Ainda de acordo com Guanipa, a oposição comprovou o triunfo, ao apresentar 85% das atas eleitorais. "Maduro tomou de assalto o poder, mostrou um boletim falso do Conselho Nacional Eleitoral (CNE) e uma sentença espúria do Tribunal Supremo de Justiça. A posse dele, hoje, foi uma mentira. É um ato totalitário, o qual será combatido pelo povo", assegurou.

EU ACHO...

Federico Parra/AFP - Juan Pablo Guanipa, líder político da oposição, deputado desde 2015 (atualmente afastado) e ex-primeiro vice-presidente da Assembleia Nacional

"A oposição se declara em resistência pacífica, em luta não violenta, em desobediência civil. Isso é o que a oposição fará a partir de agora. Considero muito difícil que Edmundo González possa chegar ao país nessas circunstâncias, mas o importante é que a nação venezuelana está disposta a lutar para que se reivindique a democracia e a liberdade na Venezuela. Para tanto, temos obrigação de exercer pressão interna e internacional, além de ações que prejudiquem as bases que sustentam Nicolás Maduro no poder. É uma luta dura, mas nós liberaremos a Venezuela."

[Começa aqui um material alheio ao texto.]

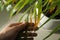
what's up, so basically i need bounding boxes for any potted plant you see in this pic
[42,0,60,30]
[0,0,60,40]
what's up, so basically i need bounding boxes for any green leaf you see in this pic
[42,0,48,7]
[38,0,42,22]
[18,2,35,22]
[43,0,60,13]
[43,2,50,13]
[16,0,30,14]
[0,1,4,11]
[10,0,23,18]
[43,24,60,40]
[13,0,23,9]
[33,2,37,24]
[16,0,35,14]
[25,13,29,22]
[5,0,12,5]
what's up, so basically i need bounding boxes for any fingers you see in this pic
[15,31,37,40]
[12,22,38,40]
[17,32,37,37]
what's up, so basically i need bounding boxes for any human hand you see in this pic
[0,22,38,40]
[15,23,38,40]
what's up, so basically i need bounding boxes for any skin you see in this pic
[0,22,37,40]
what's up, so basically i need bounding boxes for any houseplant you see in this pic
[42,0,60,30]
[0,0,60,40]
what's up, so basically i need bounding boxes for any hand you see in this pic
[0,22,26,40]
[15,23,38,40]
[0,22,38,40]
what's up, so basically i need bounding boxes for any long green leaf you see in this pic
[16,0,36,15]
[10,0,23,18]
[43,2,50,13]
[13,0,23,9]
[5,0,12,5]
[18,2,35,22]
[33,2,37,25]
[43,24,60,40]
[16,0,36,14]
[25,13,29,22]
[16,0,30,14]
[18,7,30,22]
[38,0,42,22]
[42,0,48,7]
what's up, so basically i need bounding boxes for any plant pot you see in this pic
[40,14,60,30]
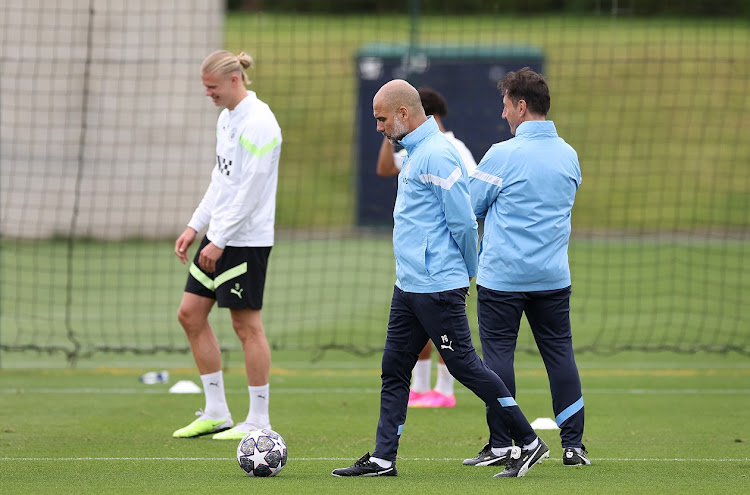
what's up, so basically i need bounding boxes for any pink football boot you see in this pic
[410,389,456,408]
[408,389,426,406]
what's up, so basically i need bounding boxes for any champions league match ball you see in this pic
[236,428,288,477]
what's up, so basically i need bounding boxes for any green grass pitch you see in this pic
[1,349,748,494]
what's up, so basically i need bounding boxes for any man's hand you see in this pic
[198,242,224,273]
[175,227,197,264]
[376,136,400,177]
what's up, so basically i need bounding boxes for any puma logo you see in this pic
[230,283,244,299]
[440,334,454,352]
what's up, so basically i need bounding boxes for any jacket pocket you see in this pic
[422,236,432,279]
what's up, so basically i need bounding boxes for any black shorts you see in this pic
[184,236,272,310]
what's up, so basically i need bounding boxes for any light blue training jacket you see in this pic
[393,117,478,293]
[470,120,581,292]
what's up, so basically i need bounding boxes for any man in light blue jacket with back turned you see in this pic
[332,79,548,479]
[465,67,589,468]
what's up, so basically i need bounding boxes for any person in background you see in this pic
[375,86,477,409]
[172,50,282,441]
[465,67,588,467]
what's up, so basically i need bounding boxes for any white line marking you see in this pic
[1,457,748,462]
[4,361,748,370]
[1,388,747,395]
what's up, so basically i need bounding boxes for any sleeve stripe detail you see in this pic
[419,167,462,190]
[239,136,280,158]
[471,169,503,188]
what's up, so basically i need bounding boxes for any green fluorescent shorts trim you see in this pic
[189,263,215,291]
[190,262,249,291]
[214,262,248,288]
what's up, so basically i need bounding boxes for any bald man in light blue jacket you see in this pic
[332,79,548,479]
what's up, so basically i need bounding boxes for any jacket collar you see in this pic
[399,116,439,154]
[229,90,256,117]
[515,120,557,137]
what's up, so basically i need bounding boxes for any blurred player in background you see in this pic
[465,67,588,467]
[376,86,476,176]
[375,86,476,409]
[332,79,548,478]
[172,50,282,440]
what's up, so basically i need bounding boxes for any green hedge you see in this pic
[227,0,749,16]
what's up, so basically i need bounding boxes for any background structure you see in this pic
[1,1,748,363]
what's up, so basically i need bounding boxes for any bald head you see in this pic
[373,79,427,144]
[374,80,424,115]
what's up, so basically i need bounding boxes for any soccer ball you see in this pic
[236,428,288,477]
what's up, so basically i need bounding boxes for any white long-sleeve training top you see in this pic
[188,91,282,249]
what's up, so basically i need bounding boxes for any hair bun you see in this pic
[237,51,254,69]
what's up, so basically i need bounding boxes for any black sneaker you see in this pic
[331,453,397,477]
[493,437,549,478]
[563,445,591,466]
[462,443,511,466]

Juan Pablo Guanipa, líder político da oposição, deputado desde 2015 (atualmente afastado) e ex-primeiro vice-presidente da Assembleia Nacional 

DUAS PERGUNTAS PARA...

Federico Parra/AFP - JUAN GUAIDÓ, líder opositor, ex-presidente autoproclamado da Venezuela e ex-líder da Assembleia Nacional
Maduro disse que sua posse é "a vitória da democracia". Como vê isso?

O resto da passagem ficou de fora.